A bald eagle on a perch in Glendale cove.
With a wingspan over six feet and talons like fish hooks, the Bald eagle (Haliaeetus leucocephalus) is a formidable hunter in these inlets.Even though they are partial to fish, these mighty birds are known to hunt a variety of other birds including birds as large as the beautiful Blue Heron.
The Blondes of the Glendale Cove
A mother grizzly and her cub on the banks of Glendale river, Glendale cove, Canada
Numerous glacier fed rivers and streams flow down into these inlets creating unique habitats that sustain one of the largest land carnivore in this planet. The grizzly bears (Ursus arctos horribilis) once roamed all of North America, but now they are confined in an ever shrinking habitat threatened by development and sports hunting. The inaccessible inlets of the Great Bear Rainforest remain one of the last bastion of this magnificent species. The Glendale Cove is part of one such inlet lying at the southern end of the rainforest boundary. The Glendale River empties into the cove creating an unique habitat that is dominated by Lyngby sedge (Carex lyngbyei). In early spring, the grizzlies move down from their hibernation dens in the mountains to the mouth of the Glendale River to feed on fresh sedges. These plants provide them with essential nutrients until the salmon run starts in the fall. In fact, almost 80 % of the grizzly’s diet is composed for sedges, berries and other plants.
Grizzly cubs at play in Glendale river, Glendale Cove, Canada.
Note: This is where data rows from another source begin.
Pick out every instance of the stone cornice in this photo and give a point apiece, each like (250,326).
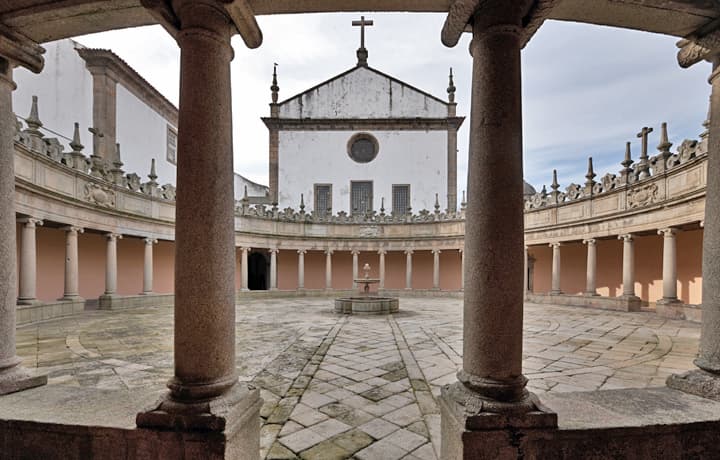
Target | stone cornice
(101,61)
(20,50)
(372,124)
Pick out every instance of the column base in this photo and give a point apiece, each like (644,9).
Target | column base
(28,301)
(14,378)
(71,298)
(697,382)
(474,427)
(227,427)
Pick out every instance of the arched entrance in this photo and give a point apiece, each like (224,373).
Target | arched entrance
(258,271)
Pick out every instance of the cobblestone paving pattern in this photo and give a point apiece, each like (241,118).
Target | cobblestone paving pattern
(361,387)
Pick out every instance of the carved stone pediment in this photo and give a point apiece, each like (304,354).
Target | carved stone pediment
(642,196)
(99,195)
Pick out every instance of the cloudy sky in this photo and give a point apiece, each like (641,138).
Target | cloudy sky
(586,89)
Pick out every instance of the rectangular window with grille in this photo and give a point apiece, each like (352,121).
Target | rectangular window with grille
(323,199)
(401,199)
(171,145)
(360,197)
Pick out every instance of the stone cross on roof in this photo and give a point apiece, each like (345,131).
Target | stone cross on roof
(362,52)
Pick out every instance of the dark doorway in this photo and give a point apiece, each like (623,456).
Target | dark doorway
(258,271)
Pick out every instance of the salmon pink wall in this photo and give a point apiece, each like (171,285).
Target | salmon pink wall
(450,270)
(395,270)
(648,267)
(50,263)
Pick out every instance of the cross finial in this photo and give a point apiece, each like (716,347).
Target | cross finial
(362,52)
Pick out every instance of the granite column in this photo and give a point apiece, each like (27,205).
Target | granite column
(669,266)
(13,377)
(205,395)
(591,271)
(148,266)
(490,391)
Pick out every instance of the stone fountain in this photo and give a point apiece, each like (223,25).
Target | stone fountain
(365,303)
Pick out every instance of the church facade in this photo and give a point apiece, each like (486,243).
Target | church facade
(363,142)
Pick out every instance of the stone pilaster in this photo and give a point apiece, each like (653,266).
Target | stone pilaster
(591,271)
(436,269)
(301,269)
(28,261)
(490,392)
(669,266)
(705,381)
(72,263)
(381,253)
(328,269)
(14,50)
(111,264)
(408,269)
(273,269)
(148,266)
(205,395)
(556,272)
(244,269)
(628,266)
(356,268)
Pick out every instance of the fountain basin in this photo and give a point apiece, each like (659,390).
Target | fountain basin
(367,305)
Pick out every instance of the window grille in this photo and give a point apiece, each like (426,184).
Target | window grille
(361,197)
(323,199)
(401,199)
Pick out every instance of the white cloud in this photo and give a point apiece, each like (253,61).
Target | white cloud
(586,89)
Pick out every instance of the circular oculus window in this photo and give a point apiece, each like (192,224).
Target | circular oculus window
(363,147)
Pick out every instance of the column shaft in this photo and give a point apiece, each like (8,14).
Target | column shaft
(301,269)
(273,269)
(244,269)
(148,266)
(628,265)
(382,253)
(204,257)
(328,269)
(13,377)
(355,267)
(408,269)
(709,358)
(555,286)
(72,290)
(591,271)
(28,262)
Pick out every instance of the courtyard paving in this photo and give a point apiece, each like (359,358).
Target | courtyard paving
(363,387)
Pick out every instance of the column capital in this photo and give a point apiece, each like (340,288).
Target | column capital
(30,222)
(72,229)
(113,236)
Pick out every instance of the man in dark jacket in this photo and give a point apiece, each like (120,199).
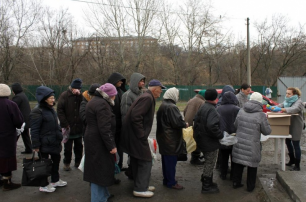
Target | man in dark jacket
(119,82)
(207,134)
(68,113)
(23,104)
(137,126)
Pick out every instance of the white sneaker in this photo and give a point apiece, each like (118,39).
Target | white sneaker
(144,194)
(151,188)
(48,188)
(60,183)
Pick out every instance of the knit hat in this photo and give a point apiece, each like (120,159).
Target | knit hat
(16,88)
(5,90)
(211,94)
(109,89)
(76,83)
(93,88)
(202,92)
(256,96)
(172,94)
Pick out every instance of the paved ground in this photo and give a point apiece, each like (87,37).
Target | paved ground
(188,175)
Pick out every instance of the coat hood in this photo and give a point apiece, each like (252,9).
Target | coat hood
(135,78)
(252,106)
(115,77)
(229,98)
(42,92)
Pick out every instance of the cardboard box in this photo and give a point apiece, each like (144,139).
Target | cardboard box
(279,123)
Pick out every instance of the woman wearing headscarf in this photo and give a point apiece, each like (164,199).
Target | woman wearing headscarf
(46,135)
(99,139)
(293,105)
(10,119)
(169,136)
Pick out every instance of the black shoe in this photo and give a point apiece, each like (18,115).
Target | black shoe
(26,152)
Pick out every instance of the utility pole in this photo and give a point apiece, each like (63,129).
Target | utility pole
(249,55)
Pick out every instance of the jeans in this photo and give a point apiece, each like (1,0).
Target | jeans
(98,193)
(294,145)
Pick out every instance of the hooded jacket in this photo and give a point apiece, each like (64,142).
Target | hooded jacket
(46,133)
(132,94)
(251,121)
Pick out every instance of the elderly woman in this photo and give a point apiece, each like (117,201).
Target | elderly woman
(293,105)
(10,119)
(46,135)
(99,142)
(251,121)
(169,136)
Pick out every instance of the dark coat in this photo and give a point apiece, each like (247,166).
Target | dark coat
(137,125)
(206,129)
(23,103)
(99,140)
(169,132)
(68,113)
(10,119)
(46,133)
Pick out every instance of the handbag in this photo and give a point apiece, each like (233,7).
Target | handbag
(183,155)
(36,171)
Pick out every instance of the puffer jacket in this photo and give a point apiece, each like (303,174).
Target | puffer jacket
(206,129)
(296,121)
(132,94)
(169,133)
(251,121)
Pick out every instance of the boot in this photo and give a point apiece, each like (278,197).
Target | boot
(297,165)
(195,160)
(207,186)
(8,184)
(291,161)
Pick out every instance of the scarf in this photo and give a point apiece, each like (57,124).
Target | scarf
(290,100)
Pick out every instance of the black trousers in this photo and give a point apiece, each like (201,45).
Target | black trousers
(251,175)
(26,140)
(56,158)
(141,173)
(78,150)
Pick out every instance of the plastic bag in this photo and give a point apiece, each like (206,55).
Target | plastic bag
(191,144)
(153,148)
(228,139)
(65,132)
(81,166)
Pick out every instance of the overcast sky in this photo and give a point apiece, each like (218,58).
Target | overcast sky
(236,11)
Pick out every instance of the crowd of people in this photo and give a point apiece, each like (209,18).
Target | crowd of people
(107,120)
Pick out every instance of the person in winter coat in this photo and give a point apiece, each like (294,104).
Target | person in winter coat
(228,111)
(46,135)
(293,105)
(251,121)
(23,103)
(10,119)
(87,96)
(207,133)
(137,126)
(119,82)
(68,109)
(192,107)
(137,87)
(169,136)
(242,94)
(99,140)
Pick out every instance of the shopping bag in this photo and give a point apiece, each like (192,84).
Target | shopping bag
(191,144)
(36,171)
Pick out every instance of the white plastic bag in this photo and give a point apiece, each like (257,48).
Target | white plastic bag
(228,139)
(81,166)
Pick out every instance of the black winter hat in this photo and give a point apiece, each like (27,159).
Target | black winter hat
(76,83)
(93,88)
(16,88)
(211,94)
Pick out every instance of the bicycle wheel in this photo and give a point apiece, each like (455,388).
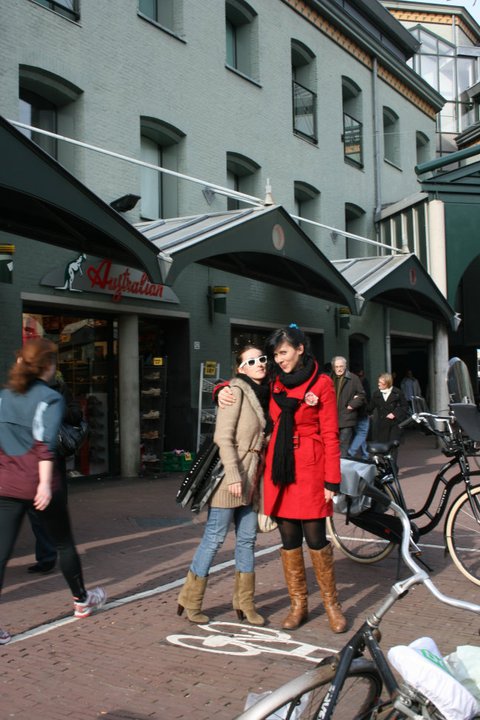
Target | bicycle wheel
(462,534)
(356,543)
(359,695)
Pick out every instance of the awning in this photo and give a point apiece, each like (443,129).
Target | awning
(261,243)
(399,281)
(39,199)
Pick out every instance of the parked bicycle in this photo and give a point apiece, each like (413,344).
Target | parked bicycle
(349,685)
(371,536)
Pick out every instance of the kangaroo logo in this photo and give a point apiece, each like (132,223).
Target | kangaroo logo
(72,268)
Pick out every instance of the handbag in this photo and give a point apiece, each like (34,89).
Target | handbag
(202,478)
(70,438)
(265,523)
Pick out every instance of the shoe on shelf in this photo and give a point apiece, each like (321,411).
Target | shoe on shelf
(4,637)
(43,568)
(95,600)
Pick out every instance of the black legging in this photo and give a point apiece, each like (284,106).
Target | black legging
(57,523)
(293,531)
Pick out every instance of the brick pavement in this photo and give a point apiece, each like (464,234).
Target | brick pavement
(119,665)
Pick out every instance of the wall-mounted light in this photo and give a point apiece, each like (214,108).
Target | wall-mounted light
(217,299)
(7,251)
(342,319)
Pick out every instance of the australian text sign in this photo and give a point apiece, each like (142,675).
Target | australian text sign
(82,274)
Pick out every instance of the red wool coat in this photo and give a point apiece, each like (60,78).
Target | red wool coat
(317,454)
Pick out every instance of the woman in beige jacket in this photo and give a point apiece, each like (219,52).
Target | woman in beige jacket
(240,435)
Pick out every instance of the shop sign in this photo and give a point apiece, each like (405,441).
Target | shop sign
(85,274)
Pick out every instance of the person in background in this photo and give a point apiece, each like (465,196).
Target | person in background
(240,436)
(388,407)
(410,388)
(350,398)
(45,550)
(30,416)
(302,471)
(358,446)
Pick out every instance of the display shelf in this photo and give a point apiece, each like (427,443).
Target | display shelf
(153,377)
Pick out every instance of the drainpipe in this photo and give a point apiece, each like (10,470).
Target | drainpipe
(388,340)
(376,144)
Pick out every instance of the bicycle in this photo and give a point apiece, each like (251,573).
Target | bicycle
(354,536)
(350,685)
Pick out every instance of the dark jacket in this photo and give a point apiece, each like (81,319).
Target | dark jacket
(351,393)
(384,429)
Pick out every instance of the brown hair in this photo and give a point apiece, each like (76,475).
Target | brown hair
(387,379)
(33,359)
(243,349)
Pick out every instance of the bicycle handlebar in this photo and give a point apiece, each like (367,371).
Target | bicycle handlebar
(419,576)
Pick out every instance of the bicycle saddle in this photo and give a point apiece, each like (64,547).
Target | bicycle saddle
(382,448)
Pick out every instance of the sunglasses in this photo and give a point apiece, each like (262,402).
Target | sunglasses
(251,362)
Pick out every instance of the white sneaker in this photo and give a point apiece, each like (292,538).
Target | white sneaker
(4,637)
(95,600)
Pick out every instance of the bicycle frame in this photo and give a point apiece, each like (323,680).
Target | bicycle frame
(365,636)
(459,459)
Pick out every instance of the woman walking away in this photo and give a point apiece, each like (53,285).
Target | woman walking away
(239,434)
(302,471)
(389,407)
(30,416)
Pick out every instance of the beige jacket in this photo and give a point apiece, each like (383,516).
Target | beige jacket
(239,434)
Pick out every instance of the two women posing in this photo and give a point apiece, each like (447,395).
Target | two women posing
(301,476)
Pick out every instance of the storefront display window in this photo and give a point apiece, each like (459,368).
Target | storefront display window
(87,362)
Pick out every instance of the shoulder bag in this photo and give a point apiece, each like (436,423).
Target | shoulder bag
(70,438)
(202,478)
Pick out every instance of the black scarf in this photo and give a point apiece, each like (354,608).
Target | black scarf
(283,467)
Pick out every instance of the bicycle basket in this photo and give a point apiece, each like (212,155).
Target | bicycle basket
(355,475)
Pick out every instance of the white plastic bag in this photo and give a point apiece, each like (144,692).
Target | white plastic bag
(465,666)
(422,666)
(281,713)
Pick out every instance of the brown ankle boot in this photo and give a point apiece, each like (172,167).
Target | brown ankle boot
(191,598)
(322,561)
(294,569)
(243,601)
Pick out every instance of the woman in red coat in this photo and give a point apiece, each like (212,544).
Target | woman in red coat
(302,471)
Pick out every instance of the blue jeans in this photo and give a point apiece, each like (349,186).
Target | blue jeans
(218,522)
(359,442)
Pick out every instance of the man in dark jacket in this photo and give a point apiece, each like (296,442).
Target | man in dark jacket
(350,398)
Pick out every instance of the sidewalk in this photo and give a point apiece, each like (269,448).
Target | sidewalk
(138,543)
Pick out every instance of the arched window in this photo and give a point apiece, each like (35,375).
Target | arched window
(423,148)
(391,136)
(355,223)
(307,205)
(160,144)
(304,82)
(352,122)
(242,175)
(47,101)
(241,38)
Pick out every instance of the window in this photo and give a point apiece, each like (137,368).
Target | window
(160,144)
(355,224)
(47,101)
(241,39)
(242,175)
(391,136)
(41,113)
(423,148)
(68,8)
(352,125)
(304,100)
(166,13)
(307,205)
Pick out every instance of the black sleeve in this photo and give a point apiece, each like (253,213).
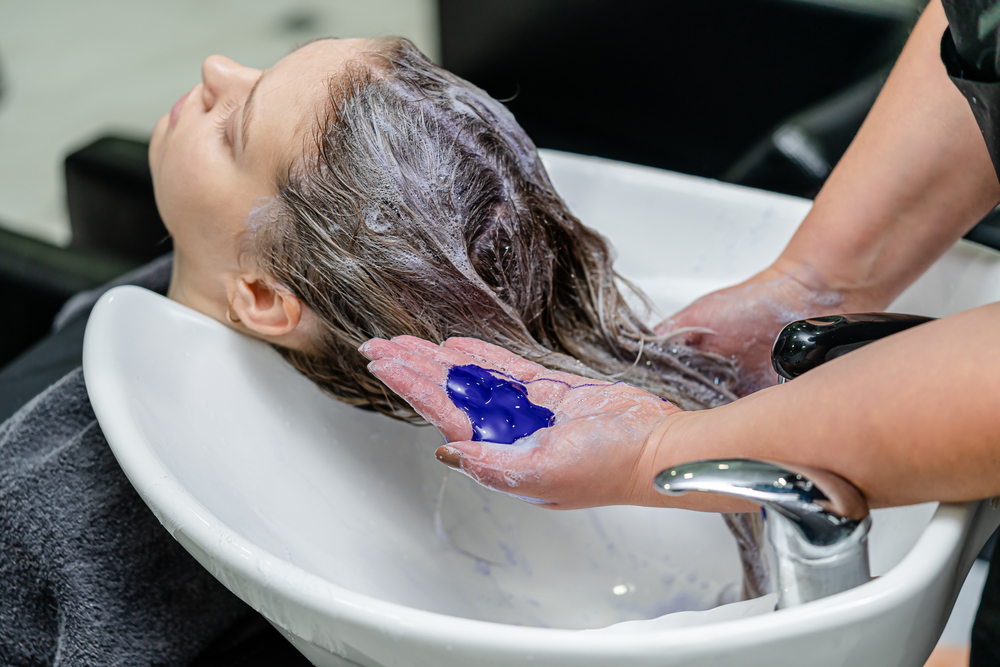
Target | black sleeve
(969,52)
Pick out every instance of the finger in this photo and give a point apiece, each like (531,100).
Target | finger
(428,368)
(545,387)
(508,468)
(502,359)
(425,396)
(440,354)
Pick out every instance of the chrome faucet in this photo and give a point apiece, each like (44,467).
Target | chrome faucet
(816,522)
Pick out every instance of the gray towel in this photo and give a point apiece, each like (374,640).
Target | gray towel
(87,574)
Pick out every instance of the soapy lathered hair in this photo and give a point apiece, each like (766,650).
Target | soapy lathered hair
(425,210)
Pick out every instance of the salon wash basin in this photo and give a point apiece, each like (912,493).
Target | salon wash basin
(342,529)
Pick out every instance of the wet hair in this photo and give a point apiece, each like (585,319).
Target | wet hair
(424,209)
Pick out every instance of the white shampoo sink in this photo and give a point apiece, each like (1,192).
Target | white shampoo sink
(341,528)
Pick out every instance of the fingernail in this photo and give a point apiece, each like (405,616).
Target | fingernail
(449,457)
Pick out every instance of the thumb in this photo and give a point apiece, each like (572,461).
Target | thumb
(508,468)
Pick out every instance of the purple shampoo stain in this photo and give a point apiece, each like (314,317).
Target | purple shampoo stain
(498,409)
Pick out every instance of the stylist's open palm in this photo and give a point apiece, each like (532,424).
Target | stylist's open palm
(592,455)
(746,318)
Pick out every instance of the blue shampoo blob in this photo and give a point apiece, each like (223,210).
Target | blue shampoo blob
(498,409)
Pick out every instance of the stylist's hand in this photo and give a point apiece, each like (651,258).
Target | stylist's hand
(599,451)
(746,318)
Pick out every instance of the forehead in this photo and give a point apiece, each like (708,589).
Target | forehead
(291,97)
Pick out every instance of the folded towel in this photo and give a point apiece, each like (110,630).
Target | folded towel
(87,574)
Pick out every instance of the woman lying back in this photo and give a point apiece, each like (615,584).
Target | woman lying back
(355,190)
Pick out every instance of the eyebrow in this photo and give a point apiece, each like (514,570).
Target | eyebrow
(248,112)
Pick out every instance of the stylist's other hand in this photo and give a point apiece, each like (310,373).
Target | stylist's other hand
(746,318)
(595,453)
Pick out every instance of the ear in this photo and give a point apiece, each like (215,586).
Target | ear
(266,310)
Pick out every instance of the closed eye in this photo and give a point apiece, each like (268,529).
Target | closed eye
(224,121)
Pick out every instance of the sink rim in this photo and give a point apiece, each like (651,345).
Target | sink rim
(308,604)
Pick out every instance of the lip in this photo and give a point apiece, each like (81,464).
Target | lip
(175,111)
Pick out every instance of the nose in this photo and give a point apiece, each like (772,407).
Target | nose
(224,78)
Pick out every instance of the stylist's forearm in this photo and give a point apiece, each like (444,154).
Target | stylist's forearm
(911,418)
(915,179)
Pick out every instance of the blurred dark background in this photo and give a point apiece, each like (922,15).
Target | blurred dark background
(766,93)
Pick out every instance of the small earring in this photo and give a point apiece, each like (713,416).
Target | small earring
(229,313)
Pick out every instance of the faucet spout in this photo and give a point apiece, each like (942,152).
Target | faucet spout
(816,522)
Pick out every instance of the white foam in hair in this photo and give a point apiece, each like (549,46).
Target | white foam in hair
(424,209)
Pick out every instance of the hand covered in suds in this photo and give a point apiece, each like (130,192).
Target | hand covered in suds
(746,318)
(595,453)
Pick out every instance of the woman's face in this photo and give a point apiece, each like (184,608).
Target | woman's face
(220,150)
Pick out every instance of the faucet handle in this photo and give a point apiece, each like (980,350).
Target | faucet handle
(824,508)
(816,522)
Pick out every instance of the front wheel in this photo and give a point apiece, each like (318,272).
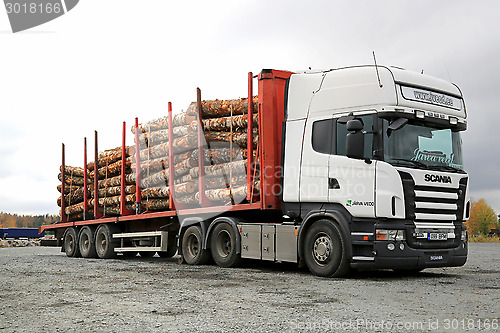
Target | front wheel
(325,250)
(192,247)
(223,246)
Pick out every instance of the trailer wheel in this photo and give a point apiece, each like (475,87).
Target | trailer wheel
(86,243)
(325,250)
(192,247)
(223,246)
(105,248)
(71,243)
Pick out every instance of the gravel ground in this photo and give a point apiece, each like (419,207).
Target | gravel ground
(42,290)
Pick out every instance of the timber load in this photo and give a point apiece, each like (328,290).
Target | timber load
(224,126)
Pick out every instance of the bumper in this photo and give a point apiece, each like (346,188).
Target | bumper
(404,257)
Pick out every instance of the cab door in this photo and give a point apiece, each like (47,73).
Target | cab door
(316,152)
(351,182)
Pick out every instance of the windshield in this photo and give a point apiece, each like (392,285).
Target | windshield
(423,147)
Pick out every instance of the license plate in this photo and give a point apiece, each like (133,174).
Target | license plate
(437,236)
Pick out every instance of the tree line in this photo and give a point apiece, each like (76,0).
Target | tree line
(8,220)
(482,218)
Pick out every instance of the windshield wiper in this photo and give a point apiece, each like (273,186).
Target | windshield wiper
(416,163)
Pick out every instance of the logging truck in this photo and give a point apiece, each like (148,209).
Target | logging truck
(350,168)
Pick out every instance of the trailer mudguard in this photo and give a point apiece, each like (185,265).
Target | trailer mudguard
(189,221)
(233,222)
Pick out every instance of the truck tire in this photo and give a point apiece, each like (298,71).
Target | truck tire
(105,248)
(86,242)
(325,250)
(172,247)
(223,246)
(192,247)
(71,243)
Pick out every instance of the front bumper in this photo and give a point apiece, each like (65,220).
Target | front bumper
(410,258)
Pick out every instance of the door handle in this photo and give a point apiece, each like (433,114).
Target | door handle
(333,184)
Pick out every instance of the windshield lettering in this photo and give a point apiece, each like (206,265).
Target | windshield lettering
(426,156)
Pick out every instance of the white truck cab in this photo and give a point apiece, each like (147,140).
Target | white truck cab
(379,149)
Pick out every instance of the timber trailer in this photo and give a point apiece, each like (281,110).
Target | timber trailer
(359,167)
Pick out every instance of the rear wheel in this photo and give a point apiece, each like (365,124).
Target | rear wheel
(105,246)
(71,243)
(86,243)
(223,246)
(325,250)
(192,249)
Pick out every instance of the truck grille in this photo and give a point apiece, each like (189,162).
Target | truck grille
(433,208)
(432,203)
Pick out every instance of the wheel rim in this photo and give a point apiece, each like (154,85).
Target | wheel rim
(193,246)
(70,243)
(223,244)
(101,242)
(322,249)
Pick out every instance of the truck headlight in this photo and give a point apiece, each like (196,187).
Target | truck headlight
(390,235)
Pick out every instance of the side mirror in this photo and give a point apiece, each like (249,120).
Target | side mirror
(355,142)
(354,125)
(396,125)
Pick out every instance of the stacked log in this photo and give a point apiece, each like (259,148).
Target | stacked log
(224,124)
(73,187)
(108,177)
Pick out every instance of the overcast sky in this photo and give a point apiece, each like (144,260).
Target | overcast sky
(105,62)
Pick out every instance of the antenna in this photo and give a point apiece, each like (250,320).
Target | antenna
(376,68)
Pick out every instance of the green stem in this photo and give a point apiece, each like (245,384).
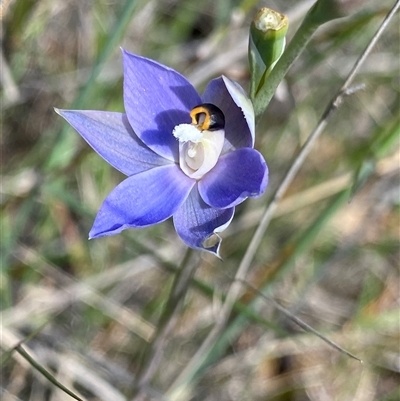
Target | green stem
(295,47)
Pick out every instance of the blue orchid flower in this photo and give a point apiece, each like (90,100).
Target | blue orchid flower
(186,156)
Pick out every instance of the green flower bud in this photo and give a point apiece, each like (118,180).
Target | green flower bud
(266,44)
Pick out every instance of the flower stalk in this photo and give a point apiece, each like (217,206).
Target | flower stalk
(266,44)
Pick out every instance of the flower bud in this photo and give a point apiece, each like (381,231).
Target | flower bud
(266,44)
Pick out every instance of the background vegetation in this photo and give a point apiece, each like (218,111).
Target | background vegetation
(85,310)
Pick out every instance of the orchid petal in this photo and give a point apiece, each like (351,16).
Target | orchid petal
(198,224)
(142,200)
(111,136)
(236,176)
(238,111)
(156,98)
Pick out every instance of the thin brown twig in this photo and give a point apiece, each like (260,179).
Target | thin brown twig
(300,322)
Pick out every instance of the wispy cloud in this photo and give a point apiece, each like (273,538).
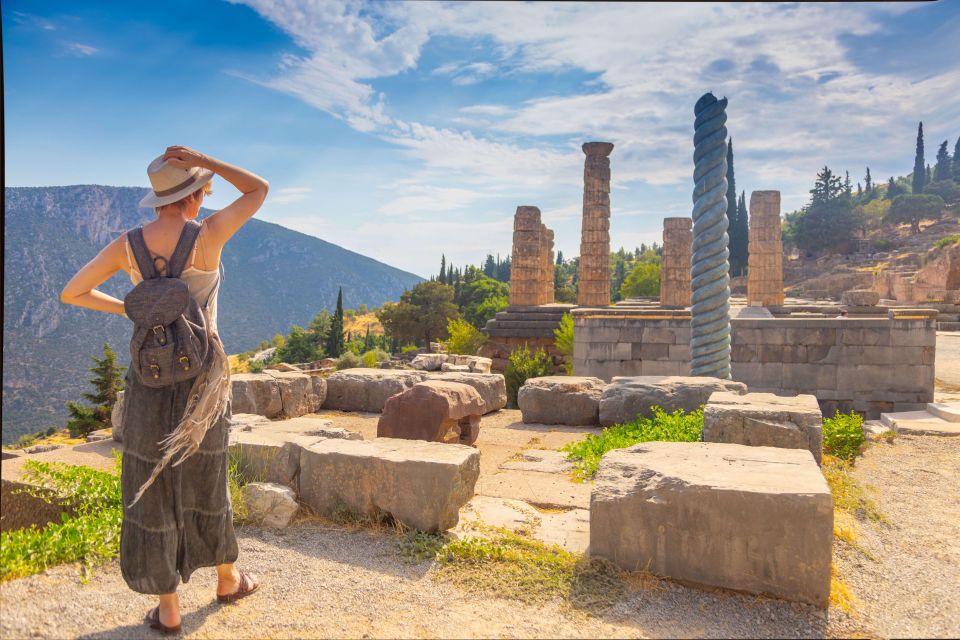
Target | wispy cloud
(79,49)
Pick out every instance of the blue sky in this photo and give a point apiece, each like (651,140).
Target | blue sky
(403,130)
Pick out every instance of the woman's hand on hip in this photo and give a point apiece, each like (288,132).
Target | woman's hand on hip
(185,157)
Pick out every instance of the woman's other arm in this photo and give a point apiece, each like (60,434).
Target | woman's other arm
(224,223)
(81,290)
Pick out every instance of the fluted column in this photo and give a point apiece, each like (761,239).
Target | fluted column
(765,262)
(710,277)
(675,262)
(594,277)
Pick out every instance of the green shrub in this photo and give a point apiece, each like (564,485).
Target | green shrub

Early spring is also when the female grizzly’s bring their cubs down to the estuary. The protective mothers keep the cubs at a very safe distance from big males while grazing on the sedges and foraging for sea-life on the shores. The cubs remain with their mothers for about two years before setting off on their own. The male cubs can grow to an average weight of about 400 to 790 pounds and occasionally some males can weigh as much as 1500 pounds. Females are much smaller and some females can weigh as little as 220 pounds. Grizzlies have vast home territories making them vulnerable to the Impact of forest fragmentation. Furthermore, sport hunting is also taking a toll of these majestic animals that once ruled most of North America.
Threats to the Rainforest
Clear cut logging is one of the most immediate threat to the Great Bear Rainforest. Even today large swathes of pristine old growth forest are being clear-cut with little concern to the impact that it has on the ecosystem. Recently, the Government of Canada has proposed to build an oil-pipeline that will traverse the heart of the Great Bear Rainforest. A leak from these pipelines or an oil-tanker accident would destroy this unique ecosystem to irreparable levels. If immediate conservation measures are not taken we will lose these great forests forever.